Now we construct our example. Suppose that $k$ does not have characteristic $3$ and consider $A = k[x, y, (1 + x)^{-1}, (1 + y)^{-1}]$ . Let $g \in \mathrm{SL}_3(A)$ be given by

$g = \begin{pmatrix} 1 + x & 1 & 0 \\ 0 & 1 + y & 1 \\ 0 & 0 & (1 + x)^{-1}(1 + y)^{-1} \end{pmatrix}.$

Then $g$ is unipotent modulo the center if and only if $x = y \in \mu_3 - 1$ (in which case it is regular).

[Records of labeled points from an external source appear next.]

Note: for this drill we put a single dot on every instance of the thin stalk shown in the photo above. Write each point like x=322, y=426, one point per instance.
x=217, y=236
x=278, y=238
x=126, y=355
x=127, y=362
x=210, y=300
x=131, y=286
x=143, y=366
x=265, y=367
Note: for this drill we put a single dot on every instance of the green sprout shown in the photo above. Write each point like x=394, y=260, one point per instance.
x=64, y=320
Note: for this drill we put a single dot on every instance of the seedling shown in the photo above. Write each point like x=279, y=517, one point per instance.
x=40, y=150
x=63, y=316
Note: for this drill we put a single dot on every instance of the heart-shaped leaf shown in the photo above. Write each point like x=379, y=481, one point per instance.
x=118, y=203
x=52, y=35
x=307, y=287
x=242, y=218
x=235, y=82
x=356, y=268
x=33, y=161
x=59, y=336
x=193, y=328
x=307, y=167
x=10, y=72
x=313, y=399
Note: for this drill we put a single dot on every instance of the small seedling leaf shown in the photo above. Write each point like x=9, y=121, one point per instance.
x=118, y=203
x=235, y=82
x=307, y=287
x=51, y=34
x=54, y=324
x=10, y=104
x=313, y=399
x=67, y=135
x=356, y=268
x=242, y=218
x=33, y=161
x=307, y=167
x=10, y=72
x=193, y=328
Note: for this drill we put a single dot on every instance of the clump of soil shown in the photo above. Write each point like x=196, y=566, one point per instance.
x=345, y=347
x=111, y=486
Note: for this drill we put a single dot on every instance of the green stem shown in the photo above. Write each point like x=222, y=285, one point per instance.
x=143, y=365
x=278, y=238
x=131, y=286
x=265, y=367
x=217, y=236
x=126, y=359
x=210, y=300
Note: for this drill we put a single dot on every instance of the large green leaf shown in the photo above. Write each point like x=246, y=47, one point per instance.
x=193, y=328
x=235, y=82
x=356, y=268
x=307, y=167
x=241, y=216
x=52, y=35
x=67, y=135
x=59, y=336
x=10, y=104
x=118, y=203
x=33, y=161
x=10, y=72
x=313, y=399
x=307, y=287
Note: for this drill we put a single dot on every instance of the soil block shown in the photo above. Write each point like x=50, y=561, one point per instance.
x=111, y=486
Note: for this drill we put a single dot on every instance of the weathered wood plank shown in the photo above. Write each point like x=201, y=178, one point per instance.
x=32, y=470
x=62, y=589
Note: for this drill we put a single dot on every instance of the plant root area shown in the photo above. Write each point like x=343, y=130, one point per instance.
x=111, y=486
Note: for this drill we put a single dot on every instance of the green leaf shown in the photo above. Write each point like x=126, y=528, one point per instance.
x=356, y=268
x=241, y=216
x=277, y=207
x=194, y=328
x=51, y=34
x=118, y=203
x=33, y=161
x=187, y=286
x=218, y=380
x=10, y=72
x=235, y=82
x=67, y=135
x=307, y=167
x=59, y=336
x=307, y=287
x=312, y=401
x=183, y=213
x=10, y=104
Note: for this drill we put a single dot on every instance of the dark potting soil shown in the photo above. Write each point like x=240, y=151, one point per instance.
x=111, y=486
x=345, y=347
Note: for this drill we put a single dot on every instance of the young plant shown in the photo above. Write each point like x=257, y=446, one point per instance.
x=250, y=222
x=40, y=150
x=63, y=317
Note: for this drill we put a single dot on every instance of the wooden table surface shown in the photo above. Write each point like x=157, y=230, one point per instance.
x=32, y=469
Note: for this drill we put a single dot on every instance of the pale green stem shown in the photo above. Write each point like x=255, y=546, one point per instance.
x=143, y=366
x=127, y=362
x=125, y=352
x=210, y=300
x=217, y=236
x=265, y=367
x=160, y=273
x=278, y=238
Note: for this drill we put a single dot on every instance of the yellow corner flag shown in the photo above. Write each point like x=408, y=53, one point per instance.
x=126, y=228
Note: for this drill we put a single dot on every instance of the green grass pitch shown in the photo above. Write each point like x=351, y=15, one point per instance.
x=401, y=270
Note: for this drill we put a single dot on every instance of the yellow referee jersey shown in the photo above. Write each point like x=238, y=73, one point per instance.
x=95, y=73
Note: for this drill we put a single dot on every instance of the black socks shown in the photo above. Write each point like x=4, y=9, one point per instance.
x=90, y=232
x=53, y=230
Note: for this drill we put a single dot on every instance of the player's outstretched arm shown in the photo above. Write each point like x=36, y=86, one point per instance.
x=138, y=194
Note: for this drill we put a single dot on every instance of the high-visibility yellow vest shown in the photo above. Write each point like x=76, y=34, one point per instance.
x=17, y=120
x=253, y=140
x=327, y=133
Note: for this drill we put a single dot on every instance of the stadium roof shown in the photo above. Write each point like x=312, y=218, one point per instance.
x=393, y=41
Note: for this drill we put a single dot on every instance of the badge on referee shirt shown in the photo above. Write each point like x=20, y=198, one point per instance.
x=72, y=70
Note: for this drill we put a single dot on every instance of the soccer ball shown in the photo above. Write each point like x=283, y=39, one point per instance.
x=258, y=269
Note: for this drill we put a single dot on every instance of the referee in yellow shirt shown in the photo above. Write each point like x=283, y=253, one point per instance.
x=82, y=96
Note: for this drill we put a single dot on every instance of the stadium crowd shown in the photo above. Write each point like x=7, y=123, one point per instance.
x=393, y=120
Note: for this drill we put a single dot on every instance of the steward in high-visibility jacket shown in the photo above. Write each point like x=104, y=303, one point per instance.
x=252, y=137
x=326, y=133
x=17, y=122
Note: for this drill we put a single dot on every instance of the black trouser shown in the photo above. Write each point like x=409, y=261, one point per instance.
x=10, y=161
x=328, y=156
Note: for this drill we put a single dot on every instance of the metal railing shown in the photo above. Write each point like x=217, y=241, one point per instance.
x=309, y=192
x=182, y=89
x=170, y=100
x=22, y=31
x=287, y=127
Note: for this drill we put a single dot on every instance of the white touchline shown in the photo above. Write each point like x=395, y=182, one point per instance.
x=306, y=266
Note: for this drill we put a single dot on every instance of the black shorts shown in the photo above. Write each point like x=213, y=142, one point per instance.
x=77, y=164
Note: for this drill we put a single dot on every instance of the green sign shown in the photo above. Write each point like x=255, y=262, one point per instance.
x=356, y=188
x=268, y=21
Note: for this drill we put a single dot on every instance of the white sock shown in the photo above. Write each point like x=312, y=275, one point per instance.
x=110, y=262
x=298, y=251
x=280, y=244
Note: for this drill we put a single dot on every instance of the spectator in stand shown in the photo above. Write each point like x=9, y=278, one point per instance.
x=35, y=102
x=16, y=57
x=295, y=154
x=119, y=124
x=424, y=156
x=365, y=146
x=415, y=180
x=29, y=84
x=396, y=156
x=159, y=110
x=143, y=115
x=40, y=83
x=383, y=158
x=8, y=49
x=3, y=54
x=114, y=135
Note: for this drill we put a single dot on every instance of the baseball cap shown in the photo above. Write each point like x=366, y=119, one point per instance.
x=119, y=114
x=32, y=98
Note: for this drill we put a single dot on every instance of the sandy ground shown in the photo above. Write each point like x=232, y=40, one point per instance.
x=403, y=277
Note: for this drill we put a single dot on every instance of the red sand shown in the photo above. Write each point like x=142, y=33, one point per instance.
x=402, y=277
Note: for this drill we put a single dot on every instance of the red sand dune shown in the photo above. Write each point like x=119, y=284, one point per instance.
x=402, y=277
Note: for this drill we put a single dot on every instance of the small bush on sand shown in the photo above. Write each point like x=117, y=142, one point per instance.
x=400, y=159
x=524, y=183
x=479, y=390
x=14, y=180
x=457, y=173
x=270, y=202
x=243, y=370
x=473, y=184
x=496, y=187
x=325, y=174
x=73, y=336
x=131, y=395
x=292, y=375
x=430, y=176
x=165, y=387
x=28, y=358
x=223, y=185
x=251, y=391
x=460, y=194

In this case, the centralizer of $g$ is isomorphic to $\mu_3 \times \mathbf{G}_a^2$ . Moreover, $g$ is semisimple if and only if its eigenvalues are all distinct, i.e., $1 + x \neq 1 + y$ and $1 + x \neq (1 + x)^{-1}(1 + y)^{-1}$ and $1 + y \neq (1 + x)^{-1}(1 + y)^{-1}$ . We consider the centralizer in case $1 + x = 1 + y$ and $x \not\in \mu_3 - 1$ , i.e., $\mathfrak{p} \subset A$ is a prime ideal containing $x - y$ and not $x$ . (The other non-unipotent non-semisimple cases are entirely similar.) In this case, $g_{k(\mathfrak{p})}$ is conjugate to an element of the form

$h = \begin{pmatrix} \alpha & 1 & 0 \\ 0 & \alpha & 0 \\ 0 & 0 & \alpha^{-2} \end{pmatrix},$

where $\alpha \neq 1$ . The centralizer of $h$ is isomorphic to $\mathbf{G}_m \times \mathbf{G}_a$ , as one may readily check. In particular, $Z_{\mathrm{SL}_3}(g_{k(\mathfrak{p})})$ is connected. The centralizer of a regular semisimple element is a torus, so in fact every fiber of $Z_{\mathrm{SL}_3}(g)$ is connected except the fiber over $(0, 0)$ . (In general, using a Jordan decomposition argument as above, one can show that if the characteristic of $k$ does not divide $n$ then $Z_{\mathrm{SL}_n}(g)$ is connected if and only if $g$ is not unipotent modulo the center.) To summarize:

Over every geometric point of $\{(x, x): 1 + x \in \mu_3(k)\}$ , $Z_{\mathrm{SL}_3}(g)$ is isomorphic to $\mu_3 \times \mathbf{G}_a^2$ ;
If $f = 1 + x$ and $g = 1 + y$ then over $V(f - g, f - f^{-1}g^{-1}, g - f^{-1}g^{-1}) - \{(x, x): 1 + x \in \mu_3(k)\}$ , every geometric fiber of $Z_{\mathrm{SL}_3}(g)$ is isomorphic to $\mathbf{G}_m \times \mathbf{G}_a$ ;
Over every other geometric point of $\mathrm{Spec} A$ , $Z_{\mathrm{SL}_3}(g)$ is isomorphic to $\mathbf{G}_m^2$ .

Thus the argument of the previous paragraph shows that $G^0$ is not affine.